The only objection is that the code for a fastutil function will check for containsKey(), which for a lambda will always return true. Since it is a totally predictable test, however, the impact should be negligible (≈2ns on current hardware). The JIT might even inline it and eliminate the code.

In exchange, we get much less boxing and unboxing when using lambdas.

@incaseoftrouble , you implemented all this stuff. Your thoughts?

incaseoftrouble commented 3 years ago

Hm, no strong opinion.

Basically the issue was that "regular" computeIfAbsent does not add an association if the returned key is null (which doesn't work if you have primitive functions). So the question is whether we want to treat defaultReturnValue as null (i.e. if computed value == drv then don't add) or always add the computed value. If I recall correctly, the suffix is merely intended to clarify the behaviour.

vigna commented 3 years ago

No, all variants check for the default return value of the map, and possibly use containsKey() on the map (not on the function). That part of the code is exactly identical in all cases.

The difference is in how the remapping function is handled. The standard version (no suffix) just remaps blindly. The Nullable version uses a function that can return null, and uses null to remove the key. The partial version checks containsKey() on the remapping function (now that I think about it, in fact it could do the same as the rest of the code—first check for the default return value, and then possibly containsKey()).

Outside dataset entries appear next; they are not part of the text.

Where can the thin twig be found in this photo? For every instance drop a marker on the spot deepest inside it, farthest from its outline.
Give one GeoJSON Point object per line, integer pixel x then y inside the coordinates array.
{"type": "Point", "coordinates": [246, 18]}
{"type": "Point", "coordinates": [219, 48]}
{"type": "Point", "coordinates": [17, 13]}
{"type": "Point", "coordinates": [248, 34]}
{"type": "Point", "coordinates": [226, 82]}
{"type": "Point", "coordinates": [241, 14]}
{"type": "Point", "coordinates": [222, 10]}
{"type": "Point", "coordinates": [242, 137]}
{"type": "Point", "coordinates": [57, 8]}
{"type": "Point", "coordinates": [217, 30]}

My point is simply that presently if one uses the standard version with a lambda, there are many cases in which there will be some boxing or unboxing, and / or widening / narrowing casts. If we rename the partial version, this is not going to happen anymore.

vigna commented 3 years ago

In the same vein, I just noticed looking at the code for #162 that we have, say, Object2CharMap.mergeChar(). But merge() has a key and a value argument, so there is no ambiguity in calling the type-specific method merge(). Am I missing something?

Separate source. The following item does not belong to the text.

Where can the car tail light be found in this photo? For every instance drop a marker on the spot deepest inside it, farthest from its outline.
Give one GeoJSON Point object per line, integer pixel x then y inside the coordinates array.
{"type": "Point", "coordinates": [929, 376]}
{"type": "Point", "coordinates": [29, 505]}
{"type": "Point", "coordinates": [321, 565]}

incaseoftrouble commented 3 years ago

The difference is in how the remapping function is handled. The standard version (no suffix) just remaps blindly. The Nullable version uses a function that can return null, and uses null to remove the key. The partial version checks containsKey() on the remapping function (now that I think about it, in fact it could do the same as the rest of the code—first check for the default return value, and then possibly containsKey()).

Ah true, or that way. I didn't look at the code. Well I guess then it makes sense.